Selon le Code général de la fonction publique, trois motifs de licenciement existent : l’abandon de poste, le refus de trois postes après une disponibilité ou encore l’insuffisance professionnelle. Des spécificités existent aussi selon la branche dans laquelle l’agent travaille : dans la fonction publique territoriale, ce dernier peut par exemple être licencié "pour refus d’une modification de la durée de travail d’un emploi à temps non complet" ou pour inaptitude physique.
Mais pour Stanislas Guérini, le motif d'"insuffisance professionnelle" est trop flou et manque d’une définition juridique précise.

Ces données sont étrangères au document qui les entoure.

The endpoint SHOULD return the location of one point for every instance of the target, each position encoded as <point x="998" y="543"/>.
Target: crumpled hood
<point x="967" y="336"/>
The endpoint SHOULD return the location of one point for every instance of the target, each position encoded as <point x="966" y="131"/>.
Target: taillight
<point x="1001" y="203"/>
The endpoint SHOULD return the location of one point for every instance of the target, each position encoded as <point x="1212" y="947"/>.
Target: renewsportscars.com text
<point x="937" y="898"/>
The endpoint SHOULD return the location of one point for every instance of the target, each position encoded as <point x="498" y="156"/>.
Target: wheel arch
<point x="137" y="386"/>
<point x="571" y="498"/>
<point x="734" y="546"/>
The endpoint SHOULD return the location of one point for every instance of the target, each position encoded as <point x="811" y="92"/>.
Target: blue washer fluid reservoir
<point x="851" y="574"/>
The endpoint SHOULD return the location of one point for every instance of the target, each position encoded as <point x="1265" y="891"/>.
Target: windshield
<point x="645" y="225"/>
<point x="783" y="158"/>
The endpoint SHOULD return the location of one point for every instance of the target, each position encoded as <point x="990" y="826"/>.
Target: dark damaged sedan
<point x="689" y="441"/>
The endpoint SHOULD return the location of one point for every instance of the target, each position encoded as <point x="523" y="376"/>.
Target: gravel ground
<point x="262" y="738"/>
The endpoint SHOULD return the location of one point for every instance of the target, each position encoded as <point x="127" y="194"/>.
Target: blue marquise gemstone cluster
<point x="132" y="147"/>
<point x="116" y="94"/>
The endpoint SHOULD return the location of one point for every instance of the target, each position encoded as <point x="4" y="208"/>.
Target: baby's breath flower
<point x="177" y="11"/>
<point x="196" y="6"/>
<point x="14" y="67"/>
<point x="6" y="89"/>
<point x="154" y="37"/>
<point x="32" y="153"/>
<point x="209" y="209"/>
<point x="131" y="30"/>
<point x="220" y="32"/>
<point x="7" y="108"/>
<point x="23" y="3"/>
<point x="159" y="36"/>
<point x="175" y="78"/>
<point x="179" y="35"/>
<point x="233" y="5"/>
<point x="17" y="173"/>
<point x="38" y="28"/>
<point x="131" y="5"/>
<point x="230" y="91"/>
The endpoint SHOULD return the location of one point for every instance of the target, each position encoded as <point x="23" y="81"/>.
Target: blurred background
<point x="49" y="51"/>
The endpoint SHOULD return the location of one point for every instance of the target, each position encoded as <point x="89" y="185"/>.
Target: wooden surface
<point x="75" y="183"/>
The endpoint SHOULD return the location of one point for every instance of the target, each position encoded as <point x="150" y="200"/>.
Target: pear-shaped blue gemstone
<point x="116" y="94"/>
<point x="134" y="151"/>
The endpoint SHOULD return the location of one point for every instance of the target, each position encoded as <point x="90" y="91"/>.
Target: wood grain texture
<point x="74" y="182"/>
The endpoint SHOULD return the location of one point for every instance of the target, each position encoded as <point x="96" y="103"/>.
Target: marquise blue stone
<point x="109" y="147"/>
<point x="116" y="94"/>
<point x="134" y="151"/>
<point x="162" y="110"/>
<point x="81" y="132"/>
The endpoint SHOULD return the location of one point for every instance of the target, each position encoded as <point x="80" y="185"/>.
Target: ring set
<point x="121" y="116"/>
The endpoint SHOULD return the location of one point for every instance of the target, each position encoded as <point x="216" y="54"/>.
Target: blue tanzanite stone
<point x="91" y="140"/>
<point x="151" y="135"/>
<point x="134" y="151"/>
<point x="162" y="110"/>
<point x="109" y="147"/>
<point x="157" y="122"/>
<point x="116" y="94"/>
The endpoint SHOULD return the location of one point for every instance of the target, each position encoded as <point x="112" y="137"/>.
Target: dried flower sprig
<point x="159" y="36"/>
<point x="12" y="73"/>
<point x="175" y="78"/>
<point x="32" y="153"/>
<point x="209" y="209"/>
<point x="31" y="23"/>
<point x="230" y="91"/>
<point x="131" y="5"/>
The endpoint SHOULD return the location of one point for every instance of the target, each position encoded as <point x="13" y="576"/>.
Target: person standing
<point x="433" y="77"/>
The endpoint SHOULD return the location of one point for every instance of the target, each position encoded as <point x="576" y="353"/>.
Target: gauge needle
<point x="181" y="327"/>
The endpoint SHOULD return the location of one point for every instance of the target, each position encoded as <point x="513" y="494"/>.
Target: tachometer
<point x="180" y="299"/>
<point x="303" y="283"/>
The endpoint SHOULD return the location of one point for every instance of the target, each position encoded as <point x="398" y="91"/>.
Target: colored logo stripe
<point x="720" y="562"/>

En 2023, "seulement" 13 licenciements pour insuffisance professionnelle ont été prononcés dans la fonction publique d’État, où travaillent pourtant 2,5 millions d’agents, rappelle-t-il. "Le statut [des fonctionnaires] n’a jamais expliqué, pas même en 1946 quand il a été instauré, qu’on ne pouvait pas licencier quelqu’un qui ne fait pas bien son travail. Cet outil-là est très mal défini et surtout extrêmement peu appliqué", a-t-il appuyé sur France Inter le 10 avril.
Le ministre l’assure toutefois : le message n’est pas que la fonction publique est trop confortable. Sa réforme viserait surtout à "offrir plus de mobilité" aux agents publics et à permettre "un travail qui paye plus". "Le statut de la fonction publique, c’est la garantie de l’emploi. Je ne souhaite pas le remettre en cause", a-t-il aussi précisé, écartant l’hypothèse de la mise en place d’un licenciement économique, comme dans le privé.
Stanislas Guerini n’est pas le premier ministre à se pencher sur la question. Le licenciement des fonctionnaires avait déjà été évoqué par Georges Tron, son prédécesseur, sous la présidence de Nicolas Sarkozy. En novembre 2010, un décret sur la réorientation des fonctionnaires lorsque leur poste a été supprimé faisait aussi polémique. Le texte, toujours en vigueur, permet d’imposer à un fonctionnaire une réorientation, s’il ne peut être reclassé dans un emploi correspondant à son grade. A l’époque, la CGT avait dénoncé une "politique de casse du statut" de la fonction publique.